If the AI trade has already peaked, history will probably remember this stretch as a hybrid bubble. Part earnings-driven, part valuation-driven. Think echoes of the late 1990s, but with stronger balance sheets and much bigger companies. The catch is that true bubbles rarely deflate quietly. They usually need more fuel first.
Right now, the market does not look euphoric enough to call time. If anything, it still looks cautious in key places.
Valuations say excitement, not euphoria
One popular yardstick, the so-called Fed model, compares the S&P 500’s earnings yield to Treasury yields. Today, that spread sits around 0.35 percent in nominal terms and about 2.6 percent in real terms. During the peak of the dot-com bubble, those figures were deeply negative, signaling extreme risk appetite.

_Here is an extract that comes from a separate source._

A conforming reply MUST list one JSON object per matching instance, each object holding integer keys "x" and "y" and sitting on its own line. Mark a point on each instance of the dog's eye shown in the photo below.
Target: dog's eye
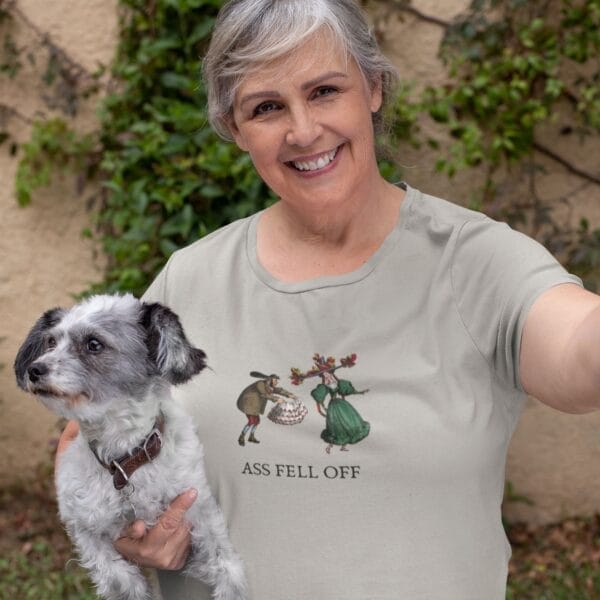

That gap matters. Lower readings mean investors are far more willing to buy risky assets over government bonds. We are simply not there yet.
Bank of America’s equity derivatives team recently argued that the AI cycle may still resemble 1996 more than 1999. In their view, the odds of avoiding an asset bubble in AI are low, but the core of the trade in the S&P 500, Nasdaq, and the Magnificent Seven remains far from true bubble territory. Translation: this thing may still have room to run into 2026.
Big Tech looks expensive, but not dot-com expensive
None of the hyperscalers is anywhere near the valuation extremes seen during the dot-com era. Cisco traded at more than 130 times forward earnings at its peak. By comparison, Amazon $AMZN ( ▲ 0.16% ) , Meta $META ( ▼ 0.75% ) , Alphabet $GOOGL ( ▼ 0.18% ) , and Microsoft $MSFT ( ▼ 0.14% ) look restrained on traditional forward price-to-earnings metrics.
That said, another lens tells a different story. On price to estimated free cash flow, most of these companies hit new highs in 2025. The reason is capex. Massive AI investment weighs on free cash flow today through depreciation and upfront spending, even if earnings look reasonable.
This creates a strange split. Earnings-based valuations suggest skepticism. Cash-flow-based valuations suggest investors are already paying up for future dominance.
Capex is the real stress test
The unresolved question is whether all this spending turns into durable returns. Ryan Cummings of the Stanford Institute for Economic Policymaking points out that AI still represents a relatively small share of sales and earnings for Big Tech, while AI-related capital spending is enormous by comparison.
That imbalance makes sense early in a technological cycle. Companies are building capacity before monetization fully shows up. But it also explains why valuations have not completely detached from reality. The market still wants proof.
If confidence were absolute, forward multiples would already be far higher. More doubt keeps prices grounded. Less doubt pushes stocks higher. No doubt at all is how bubbles really form.
As Michael Purves of Tallbacken Capital Advisors put it, Big Tech may look attractive on growth-adjusted metrics, but free cash flow yields are hardly cheap. Until investors get clarity on whether AI capex delivers strong returns on invested capital, that question will continue to hang over the market.
If this truly becomes an AI bubble, history suggests it probably will not end quietly. It may need more inflation, more demand pressure, and more belief before it finally breaks.